Why Evolution is True is a blog written by Jerry Coyne, centered on evolution and biology but also dealing with diverse topics like politics, culture, and cats.
I doubt that many of us accept the existence of yetis, those Himalayan creatures that are supposed to be hairy apes, more or less humanoid. Previous hair and footprint analyses have been inconclusive, though a 2014 paper identified hairs from Ladakh and Bhutan, supposedly coming from yetis, as samples from paleolithic bears (maybe polar bears or polar bear hybrids) and dogs. Whatever they were, that study showed they certainly weren’t primates.
Now, according to CNN and other sources, and resting on a new study in Proc. Roy. Soc. (reference and free access below), the issue is resolved. Performing mitochondrial DNA analysis on 24 samples, including a diversity of hairs said to be from yetis, the study of Lan et al. showed that all the “yeti” samples fell firmly in the group containing living bears, including these four bear lineages: Himalayan brown bear, Tibetan brown bear, Continental Eurasian brown bear and Asian black bear. No “yeti” sample fell outside these groups.
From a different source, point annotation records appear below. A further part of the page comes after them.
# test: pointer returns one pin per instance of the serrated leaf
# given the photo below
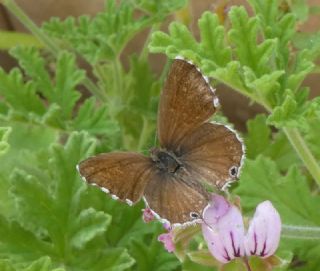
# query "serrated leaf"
(93, 118)
(88, 225)
(260, 140)
(18, 95)
(292, 114)
(42, 264)
(55, 216)
(104, 36)
(180, 41)
(243, 34)
(212, 39)
(158, 8)
(66, 79)
(34, 66)
(152, 256)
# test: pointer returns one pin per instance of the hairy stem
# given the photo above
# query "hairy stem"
(300, 232)
(46, 41)
(144, 134)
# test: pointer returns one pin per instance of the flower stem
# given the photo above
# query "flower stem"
(294, 137)
(300, 232)
(46, 41)
(305, 154)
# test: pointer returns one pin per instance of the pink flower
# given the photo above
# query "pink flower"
(223, 230)
(147, 215)
(167, 240)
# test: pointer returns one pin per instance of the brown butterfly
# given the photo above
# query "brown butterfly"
(192, 153)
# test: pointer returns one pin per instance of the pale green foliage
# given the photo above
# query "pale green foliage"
(265, 69)
(51, 221)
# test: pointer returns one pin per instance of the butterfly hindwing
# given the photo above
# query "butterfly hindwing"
(212, 153)
(123, 174)
(176, 197)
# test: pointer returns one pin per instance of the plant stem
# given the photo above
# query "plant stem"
(47, 42)
(144, 50)
(304, 152)
(300, 232)
(246, 263)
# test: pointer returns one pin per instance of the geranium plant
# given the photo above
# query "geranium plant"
(55, 112)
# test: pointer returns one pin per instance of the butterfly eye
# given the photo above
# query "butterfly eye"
(233, 171)
(194, 215)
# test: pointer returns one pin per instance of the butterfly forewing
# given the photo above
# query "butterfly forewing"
(186, 102)
(213, 153)
(176, 197)
(124, 174)
(192, 152)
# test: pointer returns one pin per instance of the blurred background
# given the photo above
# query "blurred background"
(235, 106)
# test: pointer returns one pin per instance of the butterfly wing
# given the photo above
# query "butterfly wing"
(176, 197)
(213, 153)
(187, 100)
(123, 174)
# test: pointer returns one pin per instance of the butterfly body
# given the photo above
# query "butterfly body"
(192, 152)
(165, 161)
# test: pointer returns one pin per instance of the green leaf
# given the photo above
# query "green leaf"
(158, 8)
(104, 36)
(261, 140)
(262, 180)
(10, 39)
(66, 79)
(243, 34)
(213, 39)
(88, 225)
(294, 114)
(93, 118)
(19, 96)
(258, 138)
(4, 135)
(43, 264)
(180, 41)
(53, 215)
(152, 256)
(67, 76)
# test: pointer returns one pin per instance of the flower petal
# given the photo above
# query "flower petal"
(225, 237)
(166, 239)
(147, 215)
(218, 207)
(264, 231)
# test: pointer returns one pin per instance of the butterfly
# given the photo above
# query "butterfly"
(193, 153)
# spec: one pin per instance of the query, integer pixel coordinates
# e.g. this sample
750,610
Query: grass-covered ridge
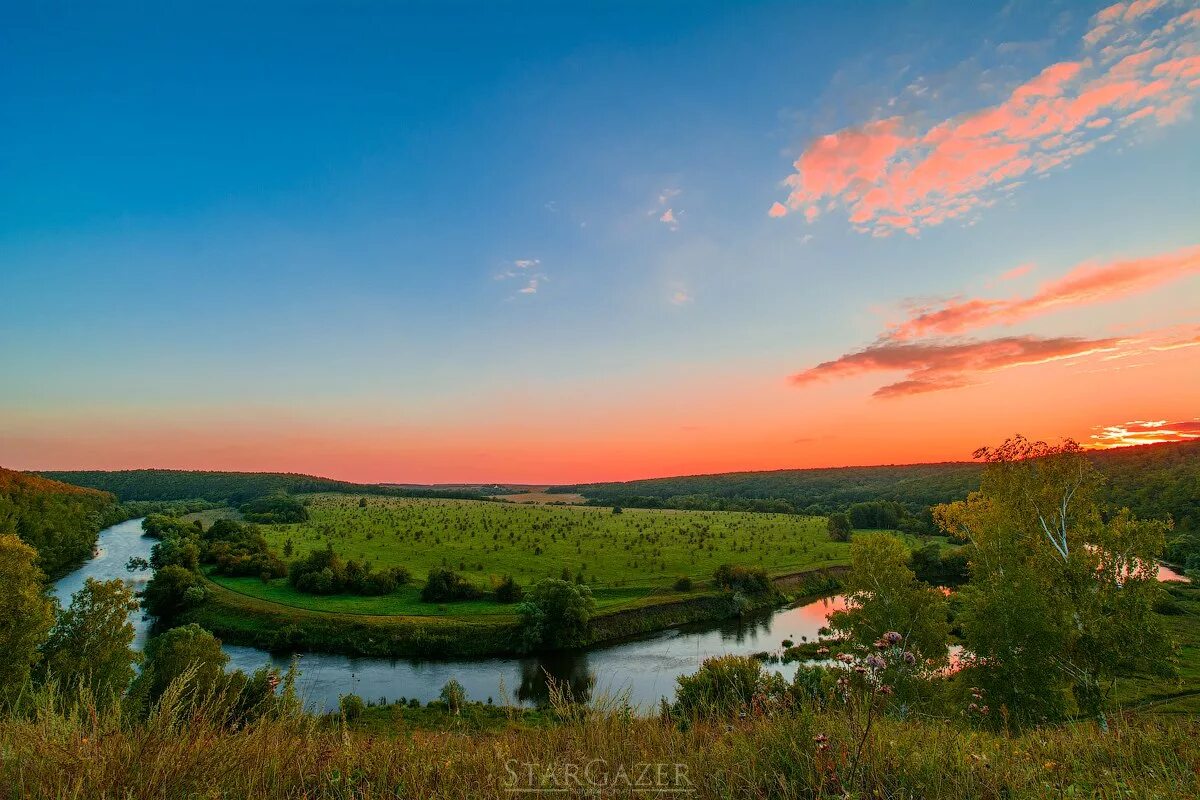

You can see the phylogenetic trees, and the location of the “yeti” samples falling in these groups, in the paper, and the diagram below shows where the samples were collected (all falling within historical ranges of living ursids).
There’s not much more to say except this sentence: “The ‘yetis’ are just bears that we already know about.” Oh and this: “science has settled the issue.”
Why, so can I, or so can any man; But are there any to come when you do call for them?”
[Update below.]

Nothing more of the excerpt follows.